Cominciamo dall’ascolto: nutrimento per se stessi e per le relazioni

Il tempo presente è sommerso da un travolgente flusso di parole inflazionate che permeano le nostre giornate e insidiano ogni alveo della nostra interiorità. La contemporaneità sembra aver dimenticato che non può darsi alcuna parola ricca di significato senza ascolto. Di fatto, se comunicare significa mettere in comune qualcosa che abbia significato e valore questo non è possibile se non ci si educa all’ascolto. Tale vuoto educativo diviene una carenza relazionale che si tramuta a sua volta in un orizzonte sociale costituito sempre più da individui isolati, chiusi ermeticamente in un deserto emotivo che rende incapaci di sentire l’altro e farsene prossimi.

La comunicazione non è riducibile ad un semplice traffico di informazioni ma è relazione viva fra esseri umani che, capaci di ascoltare se stessi, sono così capaci di fare spazio all’altro, di entrare in relazione empatica con i significati cognitivi ed emotivi che i silenzi e le parole dell’altro portano con sé. Pertanto, comunicare è anzitutto arte dell’ascolto, via regia per costruire relazioni profonde e nutrienti. Ascoltare è dunque un paziente esercizio personale che oltre a farci crescere individualmente arricchisce lo spettro delle nostre capacità relazionali tessendo la trama e l’ordito della solidarietà umana.

La parola rivela la sua complessità semantica solamente se trova spazio di accoglienza in un ascolto autentico. E il modo in cui ascoltiamo segnala il nostro livello di intelligenza, nel senso etimologico del termine, che rinvia alla capacità di leggere dentro e in profondità (intus-legere) tra le pieghe e le piaghe dell’esistenza. Porsi in ascolto è un atteggiamento interiore che consente all’altro di aprirsi, di esprimersi, di trovare un’opportunità di condivisione dei propri camaleontici vissuti interiori. Solo dopo avere ascoltato con gentilezza e sincera attenzione possiamo attingere dalle nostre sorgenti interiori parole che comunichino all’altro comprensione e riconoscimento. Espressioni che non feriscano la persona che abbiamo davanti ma che costruiscano ponti di umana comprensione. Parole che riconoscano le fatiche e le risorse sempre presenti, che accendano luci di speranza anche qualora la persona sia immersa nelle difficoltà dell’esistenza e nelle notti dell’anima.

L’ascolto richiede altresì impegno, sensibilità, empatia e attenzione. Quest’ultima ci invita a sostare nel momento presente e si rivela nella capacità di rendersi partecipi di quanto l’altro ci sta comunicando non solo con le parole, ma pure con il linguaggio del corpo. L’attenzione ci rende disponibili ad entrare attivamente in risonanza interiore con l’altro da sé. Ci aiuta inoltre a cogliere negli sguardi importanti significazioni umane, psicologiche e spirituali. La speranza che emerge da un volto solcato dalle lacrime, un sorriso abbozzato che valica la timidezza, un ghigno di rabbia che esprime la volontà di cambiamento, un’espressione di gioia negli occhi che brillano. L’attenzione – che Simone Weil diceva essere “la forma più rara e più pura di generosità” – permette di essere presenti a se stessi nel qui e ora, consapevoli dell’attimo che altrimenti ci sfugge di continuo e quindi più disponibili all’ascolto del proprio e dell’altrui respiro interiore.
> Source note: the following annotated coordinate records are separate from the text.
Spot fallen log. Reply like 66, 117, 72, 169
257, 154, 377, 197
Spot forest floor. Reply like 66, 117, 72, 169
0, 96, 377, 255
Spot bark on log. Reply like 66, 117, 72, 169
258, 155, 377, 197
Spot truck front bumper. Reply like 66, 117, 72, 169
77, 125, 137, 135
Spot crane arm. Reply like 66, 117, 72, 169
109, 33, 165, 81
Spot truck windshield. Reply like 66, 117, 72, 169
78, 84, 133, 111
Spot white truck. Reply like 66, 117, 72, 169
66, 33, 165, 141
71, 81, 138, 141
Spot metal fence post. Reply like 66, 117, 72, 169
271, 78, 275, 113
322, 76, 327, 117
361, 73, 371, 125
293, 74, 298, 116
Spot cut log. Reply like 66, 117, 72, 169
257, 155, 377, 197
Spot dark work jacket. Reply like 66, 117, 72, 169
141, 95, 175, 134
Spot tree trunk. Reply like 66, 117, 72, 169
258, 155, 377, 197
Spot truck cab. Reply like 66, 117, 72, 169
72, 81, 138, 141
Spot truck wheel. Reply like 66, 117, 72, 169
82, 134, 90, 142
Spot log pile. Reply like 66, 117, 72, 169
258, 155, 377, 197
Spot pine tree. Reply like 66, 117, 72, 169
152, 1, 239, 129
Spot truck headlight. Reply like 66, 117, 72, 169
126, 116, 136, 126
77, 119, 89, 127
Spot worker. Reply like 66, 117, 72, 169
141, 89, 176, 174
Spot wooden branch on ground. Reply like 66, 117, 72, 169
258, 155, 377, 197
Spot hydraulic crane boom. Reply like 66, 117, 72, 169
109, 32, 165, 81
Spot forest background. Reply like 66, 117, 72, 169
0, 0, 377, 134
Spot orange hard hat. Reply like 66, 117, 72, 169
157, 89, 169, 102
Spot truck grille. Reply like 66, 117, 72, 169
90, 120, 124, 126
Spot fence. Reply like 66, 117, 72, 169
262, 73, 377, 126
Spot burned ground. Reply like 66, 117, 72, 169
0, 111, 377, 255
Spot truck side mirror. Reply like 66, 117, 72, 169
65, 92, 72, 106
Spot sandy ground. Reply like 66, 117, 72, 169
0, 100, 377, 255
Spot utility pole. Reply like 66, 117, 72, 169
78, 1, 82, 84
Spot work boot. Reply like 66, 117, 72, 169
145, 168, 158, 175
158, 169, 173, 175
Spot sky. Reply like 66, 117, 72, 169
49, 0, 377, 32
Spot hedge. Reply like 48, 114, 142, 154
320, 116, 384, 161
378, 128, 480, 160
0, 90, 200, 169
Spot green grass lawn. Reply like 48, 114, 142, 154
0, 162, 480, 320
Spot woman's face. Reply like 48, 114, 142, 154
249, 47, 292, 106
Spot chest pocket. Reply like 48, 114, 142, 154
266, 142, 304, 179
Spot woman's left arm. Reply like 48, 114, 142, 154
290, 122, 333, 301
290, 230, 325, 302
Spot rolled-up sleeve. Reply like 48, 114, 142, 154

L’ascolto attento ci permette di entrare in comunione con l’altro ed è il fondamento per accoglierlo e riconoscerlo nella sua costitutiva fragilità. A sua volta l’ascolto consente di custodire il mistero del silenzio che talvolta accompagna le relazioni, aiutandoci a sintonizzarci con chi ci sta accanto. Per realizzare questo è però necessario mettere tra parentesi il rumore di fondo che ingombra e disturba le nostre esistenze. In un’epoca satura di parole, se vogliamo salvaguardare la relazione autentica e genuina fra esseri umani, è quanto mai necessario rieducarsi senza fine all’arte di ascoltare. È nell’ascolto, infatti, che sono presenti i presupposti per ogni relazione che voglia definirsi umana, rispettosa, capace di cogliere scintille di forza che brillano tra le fessure della fragilità che ci caratterizza. Questo può avverarsi se viviamo il tempo dell’incontro come opportunità per conoscere non solo l’altro ma pure noi stessi, la nostra essenza che mai si dischiude totalmente poiché celata fra il dicibile e l’indicibile, fra il visibile e l’invisibile. Dimensioni che solo un ascolto educato e gentile è capace di accogliere e riconoscere.

 

Articolo pubblicato dal settimanale L’Azione in data 11 novembre 2021.